RE: [PATCH] arm64: kprobe: Enable OPTPROBE for arm64

From: Song Bao Hua (Barry Song)
Date: Sat Jul 31 2021 - 08:21:55 EST




> -----Original Message-----
> From: Masami Hiramatsu [mailto:mhiramat@xxxxxxxxxx]
> Sent: Saturday, July 31, 2021 1:16 PM
> To: Song Bao Hua (Barry Song) <song.bao.hua@xxxxxxxxxxxxx>
> Cc: liuqi (BA) <liuqi115@xxxxxxxxxx>; catalin.marinas@xxxxxxx;
> will@xxxxxxxxxx; naveen.n.rao@xxxxxxxxxxxxx; anil.s.keshavamurthy@xxxxxxxxx;
> davem@xxxxxxxxxxxxx; linux-arm-kernel@xxxxxxxxxxxxxxxxxxx; Zengtao (B)

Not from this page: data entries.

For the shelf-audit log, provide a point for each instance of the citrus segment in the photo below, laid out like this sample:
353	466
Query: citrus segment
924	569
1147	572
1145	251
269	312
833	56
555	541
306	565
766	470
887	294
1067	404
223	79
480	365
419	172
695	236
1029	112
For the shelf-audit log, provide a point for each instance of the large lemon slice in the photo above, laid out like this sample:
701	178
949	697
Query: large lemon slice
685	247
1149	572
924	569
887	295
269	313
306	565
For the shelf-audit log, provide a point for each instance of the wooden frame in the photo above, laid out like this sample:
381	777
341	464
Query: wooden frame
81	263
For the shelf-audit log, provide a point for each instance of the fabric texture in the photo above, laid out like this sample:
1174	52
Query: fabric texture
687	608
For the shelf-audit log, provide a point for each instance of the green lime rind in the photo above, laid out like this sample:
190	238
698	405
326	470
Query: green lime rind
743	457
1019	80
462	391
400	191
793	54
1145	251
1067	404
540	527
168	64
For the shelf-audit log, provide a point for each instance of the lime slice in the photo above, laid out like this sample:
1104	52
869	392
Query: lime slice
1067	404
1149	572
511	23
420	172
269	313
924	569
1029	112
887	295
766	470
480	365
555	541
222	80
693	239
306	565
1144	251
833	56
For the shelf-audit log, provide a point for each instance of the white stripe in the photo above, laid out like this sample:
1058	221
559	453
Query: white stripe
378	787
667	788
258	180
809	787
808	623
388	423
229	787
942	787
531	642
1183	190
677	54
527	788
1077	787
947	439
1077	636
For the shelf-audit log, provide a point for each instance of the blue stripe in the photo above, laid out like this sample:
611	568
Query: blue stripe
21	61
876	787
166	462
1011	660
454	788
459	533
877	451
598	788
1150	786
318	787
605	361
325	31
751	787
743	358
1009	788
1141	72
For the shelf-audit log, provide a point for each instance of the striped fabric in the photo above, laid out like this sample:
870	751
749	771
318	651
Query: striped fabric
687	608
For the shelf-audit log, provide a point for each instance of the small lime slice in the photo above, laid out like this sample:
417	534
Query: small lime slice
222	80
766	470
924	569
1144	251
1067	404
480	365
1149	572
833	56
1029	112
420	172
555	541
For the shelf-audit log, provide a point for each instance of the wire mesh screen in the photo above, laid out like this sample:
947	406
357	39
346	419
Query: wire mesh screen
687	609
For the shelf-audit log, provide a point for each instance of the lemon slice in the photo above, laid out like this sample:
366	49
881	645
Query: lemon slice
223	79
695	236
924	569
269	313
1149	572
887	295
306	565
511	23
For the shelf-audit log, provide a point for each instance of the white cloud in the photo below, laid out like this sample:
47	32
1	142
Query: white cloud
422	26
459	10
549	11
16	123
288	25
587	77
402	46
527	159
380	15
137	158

> <prime.zeng@xxxxxxxxxxxxx>; robin.murphy@xxxxxxx; Linuxarm
> <linuxarm@xxxxxxxxxx>; linux-kernel@xxxxxxxxxxxxxxx
> Subject: Re: [PATCH] arm64: kprobe: Enable OPTPROBE for arm64
>
> On Fri, 30 Jul 2021 10:04:06 +0000
> "Song Bao Hua (Barry Song)" <song.bao.hua@xxxxxxxxxxxxx> wrote:
>
> > > > > >
> > > > > > Hi Qi,
> > > > > >
> > > > > > Thanks for your effort!
> > > > > >
> > > > > > On Mon, 19 Jul 2021 20:24:17 +0800
> > > > > > Qi Liu <liuqi115@xxxxxxxxxx> wrote:
> > > > > >
> > > > > > > This patch introduce optprobe for ARM64. In optprobe, probed
> > > > > > > instruction is replaced by a branch instruction to detour
> > > > > > > buffer. Detour buffer contains trampoline code and a call to
> > > > > > > optimized_callback(). optimized_callback() calls opt_pre_handler()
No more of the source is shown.